🤖 AI Summary
Multi-agent reasoning systems suffer significant performance degradation on complex tasks and long-context scenarios, and their communication mechanisms lack a rigorous theoretical characterization of expressive power.
Method: We propose the first theoretical framework for analyzing the expressiveness of multi-agent reasoning, formally modeling three fundamental algorithmic paradigms—state tracking, memory retrieval, and k-hop reasoning—and establishing precise trade-offs among problem scale, number of agents, and communication bandwidth.

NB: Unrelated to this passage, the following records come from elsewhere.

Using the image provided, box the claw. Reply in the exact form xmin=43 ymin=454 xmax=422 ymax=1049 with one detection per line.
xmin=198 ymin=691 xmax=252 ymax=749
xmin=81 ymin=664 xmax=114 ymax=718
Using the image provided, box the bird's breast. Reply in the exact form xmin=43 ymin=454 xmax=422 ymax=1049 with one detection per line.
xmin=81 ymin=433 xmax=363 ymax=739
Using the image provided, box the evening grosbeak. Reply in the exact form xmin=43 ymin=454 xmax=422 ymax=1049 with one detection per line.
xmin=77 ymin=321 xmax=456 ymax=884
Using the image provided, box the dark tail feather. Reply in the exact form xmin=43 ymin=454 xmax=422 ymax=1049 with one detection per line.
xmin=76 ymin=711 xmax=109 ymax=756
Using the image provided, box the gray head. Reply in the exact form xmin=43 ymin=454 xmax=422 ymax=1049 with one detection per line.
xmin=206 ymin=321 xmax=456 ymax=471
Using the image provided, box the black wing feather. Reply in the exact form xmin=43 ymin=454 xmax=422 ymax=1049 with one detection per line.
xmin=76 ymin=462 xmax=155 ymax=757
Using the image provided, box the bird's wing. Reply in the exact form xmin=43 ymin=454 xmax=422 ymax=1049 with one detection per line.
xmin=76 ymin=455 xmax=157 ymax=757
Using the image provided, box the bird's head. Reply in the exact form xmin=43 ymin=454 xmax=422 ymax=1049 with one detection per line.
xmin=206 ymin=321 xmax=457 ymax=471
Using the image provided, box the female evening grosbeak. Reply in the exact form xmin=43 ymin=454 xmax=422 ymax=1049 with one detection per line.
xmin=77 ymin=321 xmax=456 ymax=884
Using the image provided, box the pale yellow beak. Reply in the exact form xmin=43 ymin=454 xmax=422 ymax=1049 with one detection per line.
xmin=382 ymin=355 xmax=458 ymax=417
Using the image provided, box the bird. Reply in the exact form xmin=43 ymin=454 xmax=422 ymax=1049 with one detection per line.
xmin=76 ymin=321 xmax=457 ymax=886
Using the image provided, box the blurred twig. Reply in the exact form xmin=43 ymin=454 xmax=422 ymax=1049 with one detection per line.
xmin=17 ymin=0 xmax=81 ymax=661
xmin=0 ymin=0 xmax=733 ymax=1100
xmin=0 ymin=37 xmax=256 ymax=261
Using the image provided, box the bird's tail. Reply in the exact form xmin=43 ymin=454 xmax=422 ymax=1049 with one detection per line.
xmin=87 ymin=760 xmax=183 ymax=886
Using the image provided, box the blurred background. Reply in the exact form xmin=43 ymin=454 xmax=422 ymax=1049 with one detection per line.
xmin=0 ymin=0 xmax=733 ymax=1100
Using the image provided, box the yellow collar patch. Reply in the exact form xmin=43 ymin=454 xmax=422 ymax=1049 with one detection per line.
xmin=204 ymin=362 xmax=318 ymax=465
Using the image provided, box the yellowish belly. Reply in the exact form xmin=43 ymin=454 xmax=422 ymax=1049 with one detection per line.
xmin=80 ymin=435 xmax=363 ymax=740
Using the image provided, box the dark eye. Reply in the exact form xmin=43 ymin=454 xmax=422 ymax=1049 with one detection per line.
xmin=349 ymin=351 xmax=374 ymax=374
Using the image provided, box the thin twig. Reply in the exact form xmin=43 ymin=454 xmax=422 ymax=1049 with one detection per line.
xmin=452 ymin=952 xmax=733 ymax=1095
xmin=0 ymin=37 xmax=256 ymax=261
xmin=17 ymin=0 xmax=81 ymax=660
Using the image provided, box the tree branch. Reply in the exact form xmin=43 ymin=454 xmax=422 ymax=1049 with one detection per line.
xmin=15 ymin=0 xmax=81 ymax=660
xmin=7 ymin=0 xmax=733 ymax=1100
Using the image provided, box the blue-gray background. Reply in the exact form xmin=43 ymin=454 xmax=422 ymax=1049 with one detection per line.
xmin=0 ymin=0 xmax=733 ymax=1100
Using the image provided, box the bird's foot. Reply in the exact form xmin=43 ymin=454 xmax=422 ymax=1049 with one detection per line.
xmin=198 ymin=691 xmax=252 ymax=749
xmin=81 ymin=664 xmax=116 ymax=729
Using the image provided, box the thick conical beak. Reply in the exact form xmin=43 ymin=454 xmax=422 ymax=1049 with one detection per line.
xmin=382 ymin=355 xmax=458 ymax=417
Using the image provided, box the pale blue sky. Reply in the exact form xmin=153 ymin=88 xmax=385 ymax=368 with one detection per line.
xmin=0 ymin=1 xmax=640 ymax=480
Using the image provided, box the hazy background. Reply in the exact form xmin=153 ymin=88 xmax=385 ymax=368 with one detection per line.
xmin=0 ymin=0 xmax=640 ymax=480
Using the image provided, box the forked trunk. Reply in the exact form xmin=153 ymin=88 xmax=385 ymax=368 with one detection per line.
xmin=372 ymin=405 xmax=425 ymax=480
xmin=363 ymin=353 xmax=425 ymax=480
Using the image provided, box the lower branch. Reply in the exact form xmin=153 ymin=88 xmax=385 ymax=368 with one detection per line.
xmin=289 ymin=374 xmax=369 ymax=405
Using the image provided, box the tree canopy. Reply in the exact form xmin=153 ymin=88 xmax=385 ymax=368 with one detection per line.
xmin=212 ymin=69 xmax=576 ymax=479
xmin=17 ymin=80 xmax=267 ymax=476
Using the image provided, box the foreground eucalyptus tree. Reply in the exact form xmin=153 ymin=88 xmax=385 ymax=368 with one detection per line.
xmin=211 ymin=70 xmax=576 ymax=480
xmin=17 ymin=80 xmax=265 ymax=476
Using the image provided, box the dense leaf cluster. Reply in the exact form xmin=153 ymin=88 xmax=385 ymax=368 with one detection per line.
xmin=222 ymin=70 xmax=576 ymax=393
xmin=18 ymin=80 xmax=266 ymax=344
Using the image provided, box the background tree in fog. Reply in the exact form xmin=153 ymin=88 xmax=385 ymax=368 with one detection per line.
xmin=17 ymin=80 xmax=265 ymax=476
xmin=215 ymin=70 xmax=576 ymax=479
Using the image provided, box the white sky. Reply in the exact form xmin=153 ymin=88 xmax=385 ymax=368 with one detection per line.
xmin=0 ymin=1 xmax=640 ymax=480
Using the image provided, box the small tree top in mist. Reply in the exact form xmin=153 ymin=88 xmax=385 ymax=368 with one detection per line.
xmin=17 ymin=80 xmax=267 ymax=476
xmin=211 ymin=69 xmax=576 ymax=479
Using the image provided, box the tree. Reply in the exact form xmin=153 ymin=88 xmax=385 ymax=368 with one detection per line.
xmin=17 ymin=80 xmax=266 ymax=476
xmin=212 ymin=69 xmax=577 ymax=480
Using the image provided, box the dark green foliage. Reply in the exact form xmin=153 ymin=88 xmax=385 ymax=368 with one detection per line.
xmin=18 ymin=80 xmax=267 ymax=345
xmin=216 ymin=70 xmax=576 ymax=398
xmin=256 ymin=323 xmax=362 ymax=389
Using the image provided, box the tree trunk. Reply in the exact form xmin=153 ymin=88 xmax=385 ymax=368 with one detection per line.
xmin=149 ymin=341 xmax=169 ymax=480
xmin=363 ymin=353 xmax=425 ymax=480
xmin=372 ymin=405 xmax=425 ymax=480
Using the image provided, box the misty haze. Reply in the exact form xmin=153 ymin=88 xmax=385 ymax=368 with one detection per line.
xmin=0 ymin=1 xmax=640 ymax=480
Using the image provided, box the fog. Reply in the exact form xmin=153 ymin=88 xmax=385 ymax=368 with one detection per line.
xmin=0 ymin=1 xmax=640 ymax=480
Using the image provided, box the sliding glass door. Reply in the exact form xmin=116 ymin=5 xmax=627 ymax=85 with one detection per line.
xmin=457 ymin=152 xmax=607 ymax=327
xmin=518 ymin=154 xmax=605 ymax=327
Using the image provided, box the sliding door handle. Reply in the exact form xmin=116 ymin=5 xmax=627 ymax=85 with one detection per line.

Contribution/Results: Through formal complexity analysis and synthetic LLM-based experiments on controlled benchmarks, we quantify both the benefits and limitations of communication: we prove that communication can exponentially reduce the required number of agents, while also deriving tight lower bounds on both agent count and total communication volume. Empirical results validate the predicted quantitative trade-offs among key variables, providing a foundational theoretical basis for the design and optimization of multi-agent reasoning systems.
📝 Abstract
Chain-of-thought prompting has popularized step-by-step reasoning in large language models, yet model performance still degrades as problem complexity and context length grow. By decomposing difficult tasks with long contexts into shorter, manageable ones, recent multi-agent paradigms offer a promising near-term solution to this problem. However, the fundamental capacities of such systems are poorly understood. In this work, we propose a theoretical framework to analyze the expressivity of multi-agent systems. We apply our framework to three algorithmic families: state tracking, recall, and $k$-hop reasoning. We derive bounds on (i) the number of agents required to solve the task exactly, (ii) the quantity and structure of inter-agent communication, and (iii) the achievable speedups as problem size and context scale. Our results identify regimes where communication is provably beneficial, delineate tradeoffs between agent count and bandwidth, and expose intrinsic limitations when either resource is constrained. We complement our theoretical analysis with a set of experiments on pretrained LLMs using controlled synthetic benchmarks. Empirical outcomes confirm the tradeoffs between key quantities predicted by our theory. Collectively, our analysis offers principled guidance for designing scalable multi-agent reasoning systems.